No documento A palavra na pintura portuguesa no séc. XX (páginas 166-176)

C APÍTULO 5 | A PALAVRA NAS VANGUARDAS ARTÍSTICAS INTERNACIONAIS

5.7. A PALAVRA SURREALISTA

O Surrealismo, tal como o Futurismo, começa por ser um movimento de raiz literária. André Breton, poeta e ensaísta, seu impulsionador e teórico, interessava-se principalmente pela linguagem verbal, mas o seu pensamento veio a influenciar profundamente o mundo das artes plásticas.

Breton era conhecedor da obra de Freud, a qual legitimava cientificamente o que considerava ser o estado opressivo da condição humana — o condicionamento e repressão social dos impulsos primários e, por isso, mais verdadeiros.
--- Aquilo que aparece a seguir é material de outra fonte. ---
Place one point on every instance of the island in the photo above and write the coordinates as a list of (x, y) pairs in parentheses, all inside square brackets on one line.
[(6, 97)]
A parte recalcada da experiência, posta em evidência pela psicanálise (susceptível de impedir uma vida social normal) era precisamente aquela que os surrealistas queriam explorar. Não no sentido clínico da normalização comportamental pretendido pela psiquiatria, mas, pelo contrário, como possibilidade de libertação individual. Breton defendia a necessidade de se adoptar uma forma de vida mais espontânea, atenta ao desejo e às necessidades do corpo, que permitisse a uma consciência emancipada rejeitar as limitações éticas e religiosas da cultura burguesa, para poder viver em plena harmonia com os seus instintos.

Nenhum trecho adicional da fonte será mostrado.